Modulation of WIF1 Expression Affects Wnt Pathway Activation

Wnt pathway activity was tested in a set of 7 glioblastoma cell lines using the TOP5/FOP5 Wnt signaling reporter system that investigates transactivation of the TCF responsive element (5 concatenated TCF binding sites) normalized to transactivation of the corresponding mutated binding sites (5 concatenated mutated TCF binding sites). Wnt pathway activity was present in all cell lines with low or no detectable WIF1 expression, while LN235 and LN992 showed no significant Wnt activity (TOP5/FOP5 ≤ 1), in accordance with high levels of endogenous WIF1 expression (Fig. 3A and B). Given the role of WIF1 in regulation of Wnt signaling, and the prevalence of low WIF1 expression in glioblastoma, we first investigated the glioblastoma cell lines with endogenous Wnt pathway activity and asked if WIF1 overexpression translates into impaired Wnt signaling. Indeed, forced expression of WIF1 inhibited Wnt activity in a dose-dependent manner (Fig. 3C).

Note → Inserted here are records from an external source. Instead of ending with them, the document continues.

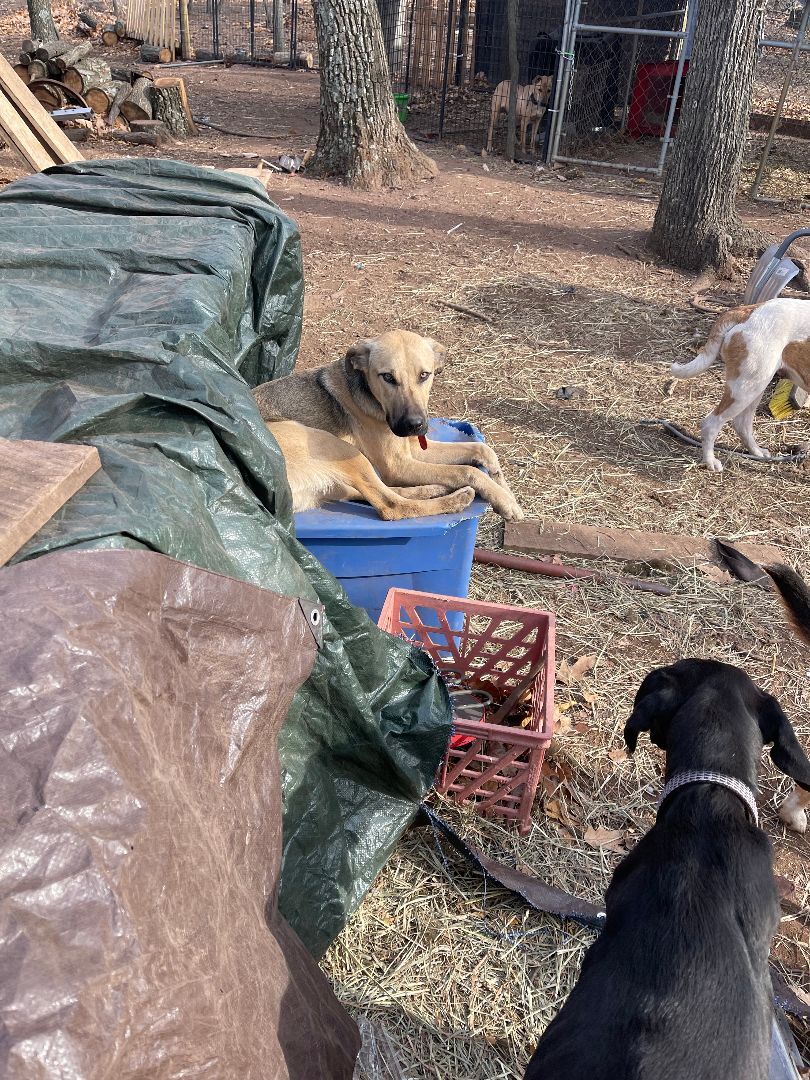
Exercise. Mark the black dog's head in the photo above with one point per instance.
(707, 715)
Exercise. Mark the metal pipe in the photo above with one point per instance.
(691, 15)
(564, 77)
(631, 72)
(594, 28)
(514, 73)
(765, 43)
(781, 103)
(607, 164)
(487, 557)
(463, 24)
(410, 45)
(443, 104)
(639, 17)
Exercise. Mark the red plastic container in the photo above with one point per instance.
(651, 92)
(496, 767)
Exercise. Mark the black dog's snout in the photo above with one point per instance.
(405, 426)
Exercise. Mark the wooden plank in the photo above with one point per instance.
(45, 127)
(21, 137)
(36, 478)
(626, 545)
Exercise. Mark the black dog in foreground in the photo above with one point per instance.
(676, 987)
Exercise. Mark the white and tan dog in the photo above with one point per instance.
(356, 429)
(755, 343)
(532, 102)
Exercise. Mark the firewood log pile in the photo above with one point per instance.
(131, 104)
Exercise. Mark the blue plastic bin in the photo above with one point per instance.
(368, 556)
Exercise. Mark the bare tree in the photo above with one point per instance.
(697, 225)
(43, 27)
(361, 137)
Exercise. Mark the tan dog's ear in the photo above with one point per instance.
(359, 354)
(440, 352)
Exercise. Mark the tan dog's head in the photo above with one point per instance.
(397, 368)
(541, 89)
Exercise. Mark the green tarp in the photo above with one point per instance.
(139, 300)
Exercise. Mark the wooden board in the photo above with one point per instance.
(45, 127)
(36, 478)
(628, 545)
(21, 136)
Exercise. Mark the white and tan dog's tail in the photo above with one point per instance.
(711, 352)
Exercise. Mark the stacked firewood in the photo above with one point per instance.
(139, 107)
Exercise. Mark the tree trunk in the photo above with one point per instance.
(137, 105)
(361, 137)
(43, 27)
(171, 106)
(697, 225)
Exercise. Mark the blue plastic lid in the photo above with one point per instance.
(335, 520)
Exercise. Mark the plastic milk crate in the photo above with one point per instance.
(368, 556)
(495, 766)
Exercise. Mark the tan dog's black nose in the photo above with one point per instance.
(409, 424)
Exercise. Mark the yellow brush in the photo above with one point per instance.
(785, 400)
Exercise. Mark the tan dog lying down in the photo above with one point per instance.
(352, 430)
(755, 343)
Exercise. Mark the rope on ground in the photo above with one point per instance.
(684, 436)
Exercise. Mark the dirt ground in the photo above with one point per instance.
(459, 981)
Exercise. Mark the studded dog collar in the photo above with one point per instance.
(694, 777)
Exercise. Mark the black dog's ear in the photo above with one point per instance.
(657, 699)
(795, 597)
(359, 354)
(441, 354)
(786, 752)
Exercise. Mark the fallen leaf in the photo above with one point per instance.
(568, 674)
(562, 721)
(610, 838)
(715, 574)
(785, 888)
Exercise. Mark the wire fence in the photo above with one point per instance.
(625, 67)
(778, 160)
(449, 57)
(252, 29)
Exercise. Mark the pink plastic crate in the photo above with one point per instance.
(497, 767)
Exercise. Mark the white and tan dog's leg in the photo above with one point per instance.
(794, 810)
(738, 405)
(744, 427)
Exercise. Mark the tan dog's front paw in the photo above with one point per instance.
(510, 510)
(793, 813)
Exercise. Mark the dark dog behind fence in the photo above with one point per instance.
(449, 56)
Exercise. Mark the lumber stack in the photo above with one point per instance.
(28, 127)
(119, 97)
(36, 480)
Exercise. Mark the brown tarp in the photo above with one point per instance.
(140, 828)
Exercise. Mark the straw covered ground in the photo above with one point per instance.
(456, 980)
(450, 980)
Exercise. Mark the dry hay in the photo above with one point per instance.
(461, 979)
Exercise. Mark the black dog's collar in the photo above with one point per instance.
(696, 777)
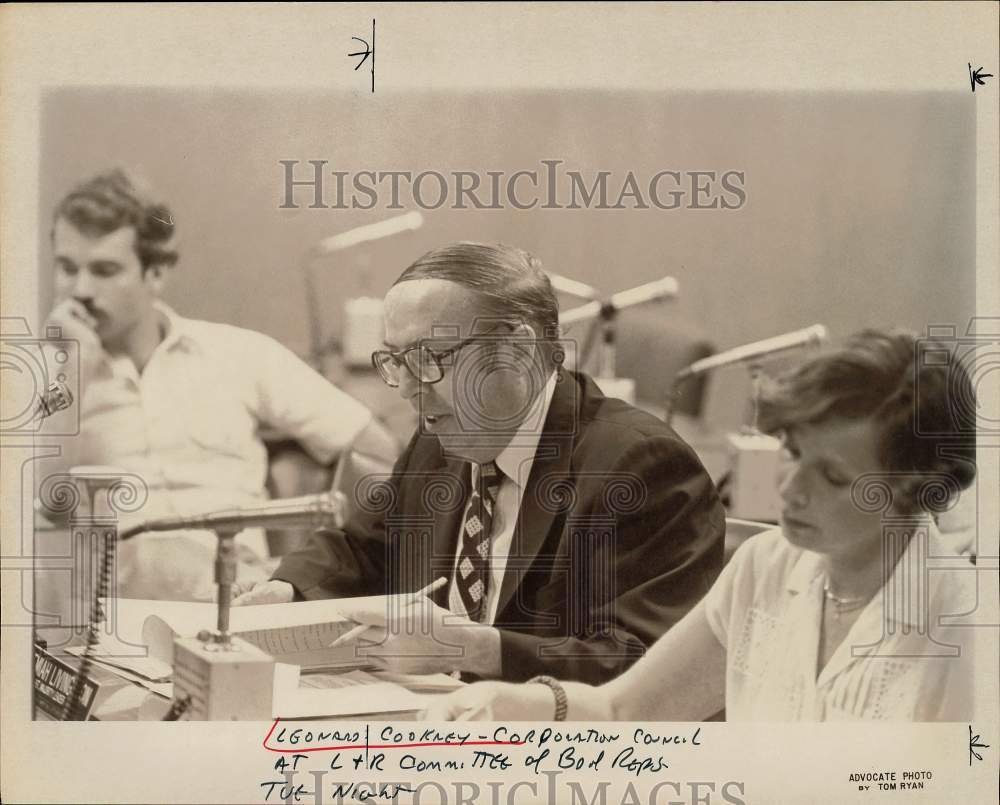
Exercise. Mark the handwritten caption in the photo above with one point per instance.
(328, 763)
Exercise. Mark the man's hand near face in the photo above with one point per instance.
(77, 324)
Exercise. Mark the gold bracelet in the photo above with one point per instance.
(557, 690)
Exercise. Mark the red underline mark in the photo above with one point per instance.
(305, 749)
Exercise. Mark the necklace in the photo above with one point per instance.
(842, 606)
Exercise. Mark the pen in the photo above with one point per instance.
(435, 585)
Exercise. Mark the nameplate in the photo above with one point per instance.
(54, 680)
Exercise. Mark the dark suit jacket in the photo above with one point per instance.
(619, 534)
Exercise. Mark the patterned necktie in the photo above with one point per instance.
(473, 572)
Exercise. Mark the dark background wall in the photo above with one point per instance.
(859, 210)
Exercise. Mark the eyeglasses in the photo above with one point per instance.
(423, 363)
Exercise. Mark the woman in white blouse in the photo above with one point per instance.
(834, 615)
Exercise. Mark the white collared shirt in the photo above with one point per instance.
(515, 464)
(895, 663)
(189, 425)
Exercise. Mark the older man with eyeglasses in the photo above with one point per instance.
(555, 531)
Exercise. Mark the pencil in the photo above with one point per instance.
(435, 585)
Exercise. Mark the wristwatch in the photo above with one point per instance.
(557, 691)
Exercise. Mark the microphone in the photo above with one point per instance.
(665, 288)
(809, 336)
(57, 397)
(406, 222)
(312, 510)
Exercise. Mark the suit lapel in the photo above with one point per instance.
(543, 500)
(447, 519)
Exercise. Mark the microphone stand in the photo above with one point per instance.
(606, 314)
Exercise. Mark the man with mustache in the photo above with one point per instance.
(548, 528)
(178, 402)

Next we examined whether in the 2 cell lines with endogenous WIF1 expression and no Wnt signaling activity (LN992 and LN235, Fig. 3A and B) the pathway could be activated upon WIF1 silencing. Using siRNA to knock down WIF1 expression, we detected induction of Wnt signaling activity in both cell lines, in contrast to the controls with nontargeting siRNAs (Fig. 3D, Supplementary Fig. S2).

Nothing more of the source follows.